Mais c’est surtout l’informatique quantique qui semble captiver le nouveau capital-risqueur. Il se réjouit de pouvoir travailler avec PsiQuantum, une autre société du portefeuille de Playground Global. Cette startup est actuellement en train de lever plus de 750 millions de dollars à une valorisation de 6 milliards de dollars, avec BlackRock comme chef de file du tour de table.

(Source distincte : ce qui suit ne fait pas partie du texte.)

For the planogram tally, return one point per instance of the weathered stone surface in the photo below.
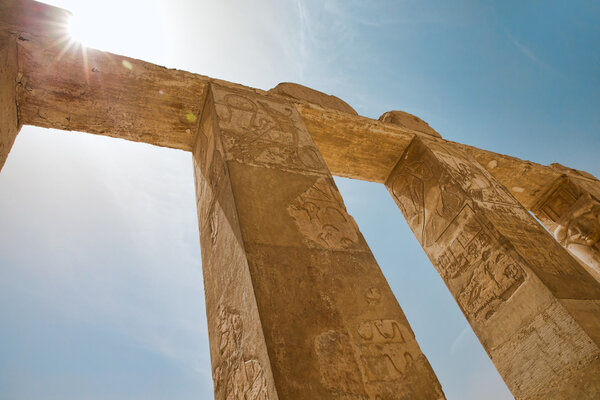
(409, 121)
(109, 94)
(534, 308)
(9, 123)
(354, 146)
(313, 96)
(572, 213)
(283, 255)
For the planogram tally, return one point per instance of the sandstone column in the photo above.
(9, 125)
(535, 309)
(570, 209)
(297, 306)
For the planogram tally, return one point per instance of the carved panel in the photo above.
(321, 217)
(488, 275)
(387, 348)
(265, 132)
(579, 231)
(237, 377)
(474, 180)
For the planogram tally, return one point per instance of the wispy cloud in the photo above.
(530, 54)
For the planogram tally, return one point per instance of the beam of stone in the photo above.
(297, 306)
(535, 309)
(9, 122)
(92, 91)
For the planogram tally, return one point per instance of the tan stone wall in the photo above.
(534, 308)
(9, 125)
(285, 263)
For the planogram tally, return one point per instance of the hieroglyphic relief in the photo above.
(547, 347)
(426, 195)
(472, 177)
(321, 217)
(579, 231)
(373, 296)
(487, 273)
(268, 133)
(556, 202)
(237, 377)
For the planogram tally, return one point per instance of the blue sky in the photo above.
(100, 277)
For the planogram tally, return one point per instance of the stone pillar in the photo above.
(297, 306)
(535, 309)
(9, 125)
(571, 210)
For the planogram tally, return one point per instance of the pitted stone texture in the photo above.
(9, 125)
(571, 210)
(409, 121)
(533, 307)
(300, 92)
(297, 306)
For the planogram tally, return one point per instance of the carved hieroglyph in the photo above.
(572, 212)
(533, 307)
(297, 306)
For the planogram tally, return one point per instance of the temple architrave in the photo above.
(297, 306)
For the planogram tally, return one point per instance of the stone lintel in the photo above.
(293, 293)
(103, 97)
(299, 92)
(408, 121)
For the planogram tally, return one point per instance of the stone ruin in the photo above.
(297, 306)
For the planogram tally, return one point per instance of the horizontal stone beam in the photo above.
(97, 92)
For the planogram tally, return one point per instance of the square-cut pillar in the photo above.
(297, 306)
(570, 209)
(9, 124)
(534, 308)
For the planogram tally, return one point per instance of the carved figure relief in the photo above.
(557, 202)
(488, 275)
(493, 282)
(387, 349)
(373, 295)
(321, 217)
(472, 177)
(265, 133)
(237, 377)
(428, 199)
(579, 231)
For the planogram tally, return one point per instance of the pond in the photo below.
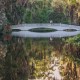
(26, 55)
(45, 30)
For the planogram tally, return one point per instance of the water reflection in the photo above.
(32, 58)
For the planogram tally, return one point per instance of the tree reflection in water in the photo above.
(24, 59)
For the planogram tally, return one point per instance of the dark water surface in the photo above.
(35, 58)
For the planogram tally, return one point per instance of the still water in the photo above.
(36, 59)
(26, 55)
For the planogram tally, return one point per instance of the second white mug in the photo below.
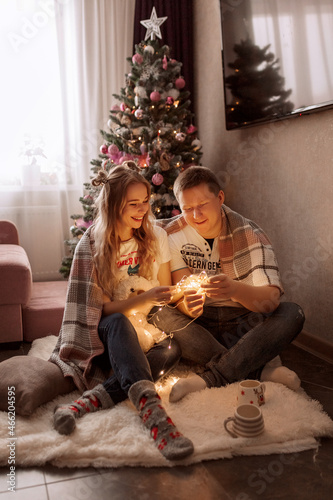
(251, 392)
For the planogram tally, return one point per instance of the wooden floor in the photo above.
(297, 476)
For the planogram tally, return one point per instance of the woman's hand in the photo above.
(193, 303)
(159, 295)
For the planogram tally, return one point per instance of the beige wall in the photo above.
(280, 175)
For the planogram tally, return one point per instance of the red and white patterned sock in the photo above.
(169, 441)
(64, 417)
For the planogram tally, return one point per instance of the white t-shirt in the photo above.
(128, 261)
(197, 256)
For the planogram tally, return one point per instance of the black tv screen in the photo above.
(277, 59)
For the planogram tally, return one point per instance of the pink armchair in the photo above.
(28, 310)
(15, 283)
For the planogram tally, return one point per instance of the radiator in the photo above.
(40, 235)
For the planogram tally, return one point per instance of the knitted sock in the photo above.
(282, 375)
(65, 415)
(185, 386)
(170, 442)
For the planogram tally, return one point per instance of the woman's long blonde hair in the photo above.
(109, 205)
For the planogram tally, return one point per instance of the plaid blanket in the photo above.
(246, 253)
(78, 342)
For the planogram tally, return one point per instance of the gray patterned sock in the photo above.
(170, 442)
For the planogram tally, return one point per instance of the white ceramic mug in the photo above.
(246, 422)
(251, 392)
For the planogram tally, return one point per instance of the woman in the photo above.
(96, 333)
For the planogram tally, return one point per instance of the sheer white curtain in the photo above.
(94, 38)
(62, 61)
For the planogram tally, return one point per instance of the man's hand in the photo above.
(193, 303)
(220, 287)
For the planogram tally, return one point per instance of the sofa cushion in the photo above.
(42, 316)
(16, 278)
(35, 382)
(11, 323)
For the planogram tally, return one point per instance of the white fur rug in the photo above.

Selon Gelsinger, les ordinateurs quantiques vont « impacter matériellement les structures informatiques avant la fin de cette décennie ». Un enthousiasme qui contraste avec le positionnement d’Intel dans ce domaine, alors que l’entreprise avait annoncé son premier processeur quantique, baptisé Tunnel Falls, en 2023, mais n’a pas été mentionnée dans le récent programme d’évaluation de la DARPA qui inclut PsiQuantum et Microsoft.
Regard sur Intel
Malgré son éviction, Gelsinger garde un œil bienveillant sur son ancien employeur. « Je crois certainement qu’Intel est essentiel pour l’industrie des semi-conducteurs », déclare-t-il, souhaitant bonne chance à Lip-Bu Tan. « Vous devez concevoir et fabriquer des technologies de pointe », ajoute-t-il, comme un dernier conseil à son successeur.
Cette reconversion de Gelsinger intervient à un moment critique pour l’industrie des semi-conducteurs, entre course à l’IA, tensions géopolitiques et révolution quantique naissante. Son expertise technique pourrait bien faire de lui un investisseur particulièrement avisé dans ces domaines de pointe.